No air strikes without UN backing, says conference

LABOUR members issued clear instructions to their representatives in Parliament yesterday not to sanction air strikes on Syria without UN authorisation.

Shadow chancellor John McDonnell called for a free vote if PM David Cameron stages a second vote on bombing Syria.

But conference backed a Unite motion demanding that MPs oppose intervention without stringent safeguards.

Proposing the motion, Unite delegate Ivan Monckton said: “It’s time to get behind diplomacy and end the Syrian civil war.

“Labour must once more stand up for peace and against another Cameron war. Now is the time for peacemongers not warmongers.”

The resolution will not be binding on MPs.

Meanwhile Mr Corbyn created a stir after stating that he would never push the nuclear button if he becomes prime minister.

Unleashing nuclear weapons would be “immoral,” Labour’s leader said as the shafted debate over Trident renewal continued to a blot on an otherwise upbeat conference.

Asked whether he would launch a nuclear strike if he was in No 10, Mr Corbyn answered: “Would anybody press the nuclear button?”

“They’re the ultimate weapon of mass destruction that can only kill millions of civilians if ever used,” he added.

“I am totally and morally opposed to nuclear weapons.
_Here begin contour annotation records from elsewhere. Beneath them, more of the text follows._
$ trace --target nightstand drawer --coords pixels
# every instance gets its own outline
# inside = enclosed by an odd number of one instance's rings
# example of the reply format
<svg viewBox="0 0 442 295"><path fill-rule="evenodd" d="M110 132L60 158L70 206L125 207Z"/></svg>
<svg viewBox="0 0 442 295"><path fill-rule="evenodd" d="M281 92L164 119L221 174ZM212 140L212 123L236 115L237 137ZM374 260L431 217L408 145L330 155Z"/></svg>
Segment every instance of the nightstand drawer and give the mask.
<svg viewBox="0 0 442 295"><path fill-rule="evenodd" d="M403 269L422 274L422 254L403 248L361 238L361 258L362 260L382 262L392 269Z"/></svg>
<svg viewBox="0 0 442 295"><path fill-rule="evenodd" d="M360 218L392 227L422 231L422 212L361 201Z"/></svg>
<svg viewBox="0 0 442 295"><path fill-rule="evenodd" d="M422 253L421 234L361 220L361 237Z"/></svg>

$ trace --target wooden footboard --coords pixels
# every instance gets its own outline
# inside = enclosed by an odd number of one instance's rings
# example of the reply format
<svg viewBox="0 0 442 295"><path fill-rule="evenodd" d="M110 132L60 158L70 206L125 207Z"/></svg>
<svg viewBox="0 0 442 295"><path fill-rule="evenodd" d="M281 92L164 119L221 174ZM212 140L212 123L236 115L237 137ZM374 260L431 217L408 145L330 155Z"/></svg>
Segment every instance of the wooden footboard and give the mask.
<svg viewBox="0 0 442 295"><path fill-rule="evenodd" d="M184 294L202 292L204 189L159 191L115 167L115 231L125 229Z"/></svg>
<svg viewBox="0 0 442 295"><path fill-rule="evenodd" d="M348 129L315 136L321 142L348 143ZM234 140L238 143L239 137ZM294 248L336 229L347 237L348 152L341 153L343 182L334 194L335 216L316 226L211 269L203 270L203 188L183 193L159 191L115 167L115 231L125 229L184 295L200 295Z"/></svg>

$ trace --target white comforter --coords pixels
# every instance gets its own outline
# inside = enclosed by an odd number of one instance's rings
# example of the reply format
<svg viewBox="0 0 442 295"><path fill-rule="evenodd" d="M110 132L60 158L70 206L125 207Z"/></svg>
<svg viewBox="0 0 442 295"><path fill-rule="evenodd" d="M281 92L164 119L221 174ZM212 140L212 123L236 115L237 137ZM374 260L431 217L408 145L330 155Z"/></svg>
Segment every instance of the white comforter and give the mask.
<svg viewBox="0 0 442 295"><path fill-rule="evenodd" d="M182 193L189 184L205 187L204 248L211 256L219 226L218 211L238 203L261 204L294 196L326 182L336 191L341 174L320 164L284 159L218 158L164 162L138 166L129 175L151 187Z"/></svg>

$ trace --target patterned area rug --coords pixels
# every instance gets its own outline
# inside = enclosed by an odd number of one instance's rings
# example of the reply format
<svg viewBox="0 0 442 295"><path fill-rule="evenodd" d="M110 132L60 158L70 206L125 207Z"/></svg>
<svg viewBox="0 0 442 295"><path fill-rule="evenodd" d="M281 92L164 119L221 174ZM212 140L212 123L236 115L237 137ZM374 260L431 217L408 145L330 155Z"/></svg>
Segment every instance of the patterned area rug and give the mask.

I do not see them as a defence.”

Shadow defence secretary Maria Eagle claimed his comments “undermined to some degree” the review of the party’s policy on nuclear weapons which she has launched.

“I don’t think that a potential prime minister answering a question like that, in the way in which he did, is helpful,” she said.

Trident workers’ union GMB general secretary Paul Kenny said that if Mr Corbyn became PM he would “have a choice to make in terms of whether he followed the defence policy of the country, or felt that he should resign.”

Seeking to prevent a war of words, Mr Corbyn pointed out the vote over Trident renewal was not for another year and pledged to “live with” the party’s decision.

But he branded nuclear weapons a cold war relic that “didn’t do the US much good” on September 11 2001.